T9B β Feed lines, coax, loss, SWR, antenna tuners, and connectors
The feed line: your station's hose
The feed line is the cable that carries radio power from your radio to the antenna. Think of it as a hose carrying water from the faucet to the sprinkler. You want a good hose so the water (your signal) gets all the way there without leaking out along the way. The feed line never gets the credit, but a bad one can quietly throw away a big chunk of your signal before it ever reaches the antenna.

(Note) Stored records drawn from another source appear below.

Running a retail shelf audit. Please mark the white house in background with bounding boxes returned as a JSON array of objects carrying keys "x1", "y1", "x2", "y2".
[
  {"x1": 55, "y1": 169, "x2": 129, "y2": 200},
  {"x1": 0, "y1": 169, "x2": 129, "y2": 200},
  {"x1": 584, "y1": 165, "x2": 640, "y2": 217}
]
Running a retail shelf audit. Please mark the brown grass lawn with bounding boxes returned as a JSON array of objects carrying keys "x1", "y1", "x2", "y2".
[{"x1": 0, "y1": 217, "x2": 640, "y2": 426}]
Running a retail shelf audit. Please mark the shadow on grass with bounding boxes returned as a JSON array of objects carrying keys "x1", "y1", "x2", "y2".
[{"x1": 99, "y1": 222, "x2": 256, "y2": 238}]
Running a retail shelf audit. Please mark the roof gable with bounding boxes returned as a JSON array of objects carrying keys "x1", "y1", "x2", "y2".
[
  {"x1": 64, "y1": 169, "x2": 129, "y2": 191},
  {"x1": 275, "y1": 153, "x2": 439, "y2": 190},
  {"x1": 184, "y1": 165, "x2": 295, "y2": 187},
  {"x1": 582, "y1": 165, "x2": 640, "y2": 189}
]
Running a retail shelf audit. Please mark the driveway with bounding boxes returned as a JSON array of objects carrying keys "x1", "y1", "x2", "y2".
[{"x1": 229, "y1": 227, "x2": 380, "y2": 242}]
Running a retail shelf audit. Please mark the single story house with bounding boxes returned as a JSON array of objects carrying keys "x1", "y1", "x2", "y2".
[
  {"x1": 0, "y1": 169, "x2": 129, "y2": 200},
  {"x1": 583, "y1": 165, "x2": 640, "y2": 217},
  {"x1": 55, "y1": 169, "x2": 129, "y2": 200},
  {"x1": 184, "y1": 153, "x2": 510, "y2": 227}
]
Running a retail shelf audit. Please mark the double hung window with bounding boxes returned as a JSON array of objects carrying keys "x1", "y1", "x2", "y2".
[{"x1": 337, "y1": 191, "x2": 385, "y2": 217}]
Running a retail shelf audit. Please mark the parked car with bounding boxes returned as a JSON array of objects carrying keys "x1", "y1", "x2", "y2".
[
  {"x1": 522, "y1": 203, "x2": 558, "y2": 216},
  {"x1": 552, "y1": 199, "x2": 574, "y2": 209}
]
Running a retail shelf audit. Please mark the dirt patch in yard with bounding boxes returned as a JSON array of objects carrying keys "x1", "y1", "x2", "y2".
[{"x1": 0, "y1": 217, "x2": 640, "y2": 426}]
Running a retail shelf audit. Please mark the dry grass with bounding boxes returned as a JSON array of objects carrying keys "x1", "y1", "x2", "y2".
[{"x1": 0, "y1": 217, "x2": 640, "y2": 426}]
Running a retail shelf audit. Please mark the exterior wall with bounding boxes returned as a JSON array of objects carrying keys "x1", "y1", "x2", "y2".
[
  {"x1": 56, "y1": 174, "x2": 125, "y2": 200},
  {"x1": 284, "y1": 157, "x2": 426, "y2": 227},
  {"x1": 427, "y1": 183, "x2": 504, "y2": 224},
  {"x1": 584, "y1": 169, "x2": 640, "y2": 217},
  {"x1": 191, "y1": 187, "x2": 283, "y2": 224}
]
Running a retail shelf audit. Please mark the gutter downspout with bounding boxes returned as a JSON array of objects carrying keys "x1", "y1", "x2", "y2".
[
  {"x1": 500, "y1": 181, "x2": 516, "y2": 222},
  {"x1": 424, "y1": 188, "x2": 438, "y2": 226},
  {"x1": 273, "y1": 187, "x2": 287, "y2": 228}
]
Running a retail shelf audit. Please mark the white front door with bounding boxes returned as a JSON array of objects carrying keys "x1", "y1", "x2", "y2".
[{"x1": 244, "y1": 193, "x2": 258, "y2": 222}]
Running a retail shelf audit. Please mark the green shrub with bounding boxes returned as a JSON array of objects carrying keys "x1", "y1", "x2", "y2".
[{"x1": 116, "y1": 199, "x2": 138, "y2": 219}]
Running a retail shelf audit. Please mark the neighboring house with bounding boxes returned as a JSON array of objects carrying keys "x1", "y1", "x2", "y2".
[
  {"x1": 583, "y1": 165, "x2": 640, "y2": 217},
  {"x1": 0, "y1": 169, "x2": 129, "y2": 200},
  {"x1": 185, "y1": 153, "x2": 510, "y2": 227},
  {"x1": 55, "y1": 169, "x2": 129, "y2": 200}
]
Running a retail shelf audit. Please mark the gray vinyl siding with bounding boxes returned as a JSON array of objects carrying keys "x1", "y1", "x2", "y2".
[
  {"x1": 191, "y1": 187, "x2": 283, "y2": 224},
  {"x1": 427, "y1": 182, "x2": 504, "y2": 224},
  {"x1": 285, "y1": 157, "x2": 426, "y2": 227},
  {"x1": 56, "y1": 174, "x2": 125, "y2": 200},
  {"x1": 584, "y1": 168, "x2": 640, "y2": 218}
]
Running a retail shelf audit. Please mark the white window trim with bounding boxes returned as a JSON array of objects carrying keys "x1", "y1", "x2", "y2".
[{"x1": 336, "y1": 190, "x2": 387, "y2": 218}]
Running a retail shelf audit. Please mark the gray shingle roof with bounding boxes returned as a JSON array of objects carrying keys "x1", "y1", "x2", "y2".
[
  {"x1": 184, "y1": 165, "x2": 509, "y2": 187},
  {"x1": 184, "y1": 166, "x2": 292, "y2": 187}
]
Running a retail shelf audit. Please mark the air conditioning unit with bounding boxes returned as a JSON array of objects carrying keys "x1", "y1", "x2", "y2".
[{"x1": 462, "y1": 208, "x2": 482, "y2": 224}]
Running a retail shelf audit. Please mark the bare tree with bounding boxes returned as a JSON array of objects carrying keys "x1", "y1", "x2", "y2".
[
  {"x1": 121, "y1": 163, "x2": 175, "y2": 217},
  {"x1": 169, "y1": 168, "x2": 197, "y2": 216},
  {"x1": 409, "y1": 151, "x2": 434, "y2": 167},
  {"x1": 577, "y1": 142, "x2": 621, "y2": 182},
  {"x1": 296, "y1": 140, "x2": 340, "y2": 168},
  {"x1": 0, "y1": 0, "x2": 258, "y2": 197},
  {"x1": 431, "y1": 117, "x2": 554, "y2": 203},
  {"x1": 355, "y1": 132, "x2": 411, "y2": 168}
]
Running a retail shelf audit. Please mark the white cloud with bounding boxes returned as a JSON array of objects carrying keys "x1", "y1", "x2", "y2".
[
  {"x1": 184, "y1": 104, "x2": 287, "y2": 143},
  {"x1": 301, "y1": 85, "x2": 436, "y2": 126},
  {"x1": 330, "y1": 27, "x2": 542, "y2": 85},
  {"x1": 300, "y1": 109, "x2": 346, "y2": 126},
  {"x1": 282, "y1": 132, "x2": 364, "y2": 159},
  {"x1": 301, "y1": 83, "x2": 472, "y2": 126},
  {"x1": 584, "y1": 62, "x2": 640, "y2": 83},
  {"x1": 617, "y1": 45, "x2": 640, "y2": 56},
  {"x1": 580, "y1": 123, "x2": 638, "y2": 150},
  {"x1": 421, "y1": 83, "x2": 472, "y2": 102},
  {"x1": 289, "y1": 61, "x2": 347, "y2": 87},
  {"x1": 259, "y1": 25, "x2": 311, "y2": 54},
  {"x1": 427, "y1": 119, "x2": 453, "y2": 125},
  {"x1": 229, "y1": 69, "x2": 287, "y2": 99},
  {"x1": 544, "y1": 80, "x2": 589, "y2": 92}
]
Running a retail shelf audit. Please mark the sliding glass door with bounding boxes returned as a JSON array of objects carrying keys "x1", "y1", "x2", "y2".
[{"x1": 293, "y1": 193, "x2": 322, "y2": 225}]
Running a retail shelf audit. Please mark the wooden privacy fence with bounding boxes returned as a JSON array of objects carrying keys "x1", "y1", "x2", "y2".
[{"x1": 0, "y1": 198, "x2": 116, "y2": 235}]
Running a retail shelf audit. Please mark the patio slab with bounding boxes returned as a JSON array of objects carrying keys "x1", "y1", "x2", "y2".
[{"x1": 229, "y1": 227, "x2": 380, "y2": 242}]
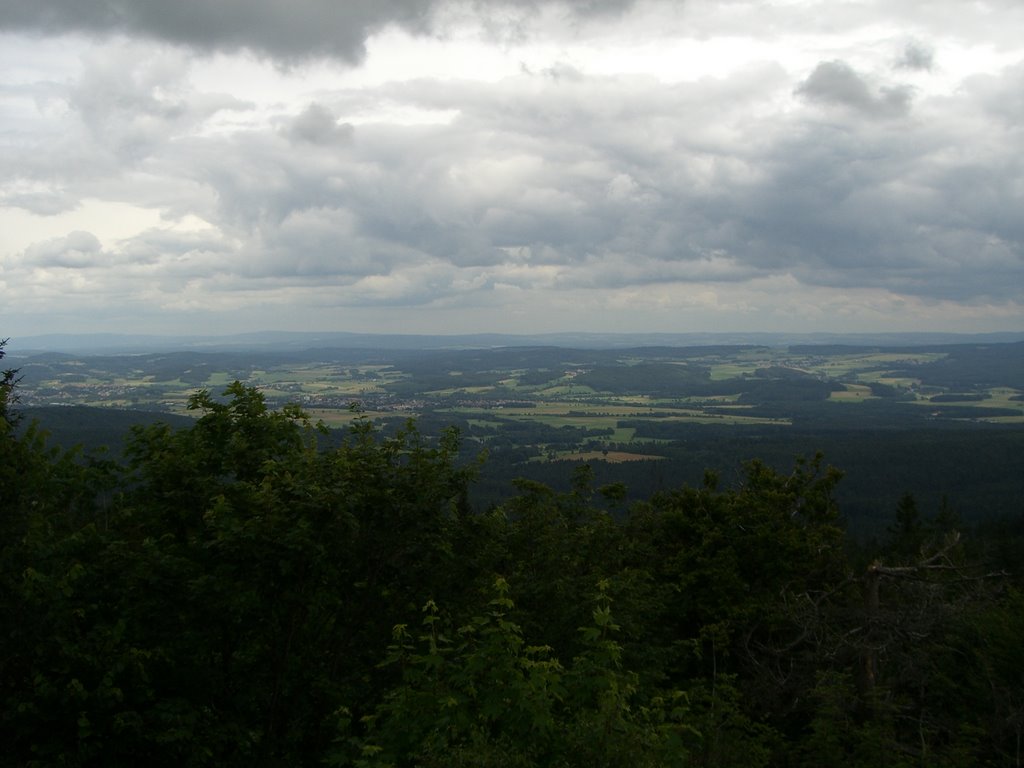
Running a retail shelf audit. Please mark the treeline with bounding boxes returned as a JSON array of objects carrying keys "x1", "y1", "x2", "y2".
[{"x1": 0, "y1": 374, "x2": 1024, "y2": 768}]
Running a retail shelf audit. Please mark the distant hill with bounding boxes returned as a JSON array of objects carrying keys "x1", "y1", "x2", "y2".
[{"x1": 8, "y1": 331, "x2": 1024, "y2": 354}]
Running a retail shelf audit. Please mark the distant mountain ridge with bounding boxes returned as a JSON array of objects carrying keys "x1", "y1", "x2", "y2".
[{"x1": 7, "y1": 331, "x2": 1024, "y2": 354}]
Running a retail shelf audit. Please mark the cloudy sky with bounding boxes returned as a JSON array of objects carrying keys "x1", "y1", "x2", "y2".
[{"x1": 0, "y1": 0, "x2": 1024, "y2": 337}]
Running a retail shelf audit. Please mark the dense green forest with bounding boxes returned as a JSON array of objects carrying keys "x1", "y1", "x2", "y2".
[{"x1": 0, "y1": 348, "x2": 1024, "y2": 768}]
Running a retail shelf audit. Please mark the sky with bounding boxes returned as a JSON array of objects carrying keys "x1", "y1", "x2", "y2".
[{"x1": 0, "y1": 0, "x2": 1024, "y2": 338}]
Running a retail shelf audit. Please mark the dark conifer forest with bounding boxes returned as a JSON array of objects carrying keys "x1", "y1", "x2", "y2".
[{"x1": 6, "y1": 348, "x2": 1024, "y2": 768}]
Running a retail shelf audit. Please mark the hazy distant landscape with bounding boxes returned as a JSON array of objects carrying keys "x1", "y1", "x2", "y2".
[{"x1": 9, "y1": 334, "x2": 1024, "y2": 530}]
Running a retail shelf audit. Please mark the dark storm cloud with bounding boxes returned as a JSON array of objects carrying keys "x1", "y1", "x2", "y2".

Coax: the cable hams use most
By far the most common ham feed line is coaxial cable, which everyone just calls coax (say it "co-axe"). It is a round cable built in layers: a wire down the very middle, a layer of foam or plastic insulation around it, then a metal shield braid wrapped around that, and finally a tough plastic jacket on the outside. The "coax" name comes from the fact that the center wire and the outer shield share the same center line β "co-axial" means "same axis," like a pencil inside a paper-towel tube, both lined up on the same center.
Why is coax the favorite? Because it is easy to use and needs few special installation rules. That metal shield wraps the signal up and protects it, so you can run coax right alongside metal, tuck it around corners, staple it to a wall, even bury it underground β and it still works fine. (Some other cable types are fussy and must be kept away from metal and kept straight, which is a real pain to install.) Easy beats fussy, so coax wins almost every time. That ease of use is the exact exam answer.
One number to memorize: the most common impedance of ham coax is 50 ohms. Impedance is a bit like the "size" of the pipe that the radio energy flows through. Ham radios, ham coax, and most ham antennas are all built around the same 50-ohm size so they match each other, the way a garden hose and a faucet are made to thread together. Mixing mismatched sizes is what causes the SWR problems we talk about below.
Loss: why long cables "leak"
No feed line is perfect. Some of your signal turns into heat inside the cable and never reaches the antenna. We call that loss, and it is exactly like a slightly leaky hose β a little water drips out along the way, so less comes out the end. Three loss rules show up on the exam:
- Loss gets worse as the frequency goes up. The very same coax that barely leaks on low (HF) bands can leak a lot at high (UHF) frequencies. So for higher bands, you want better cable. The exam asks plainly: as the frequency of a signal in coax increases, the loss increases.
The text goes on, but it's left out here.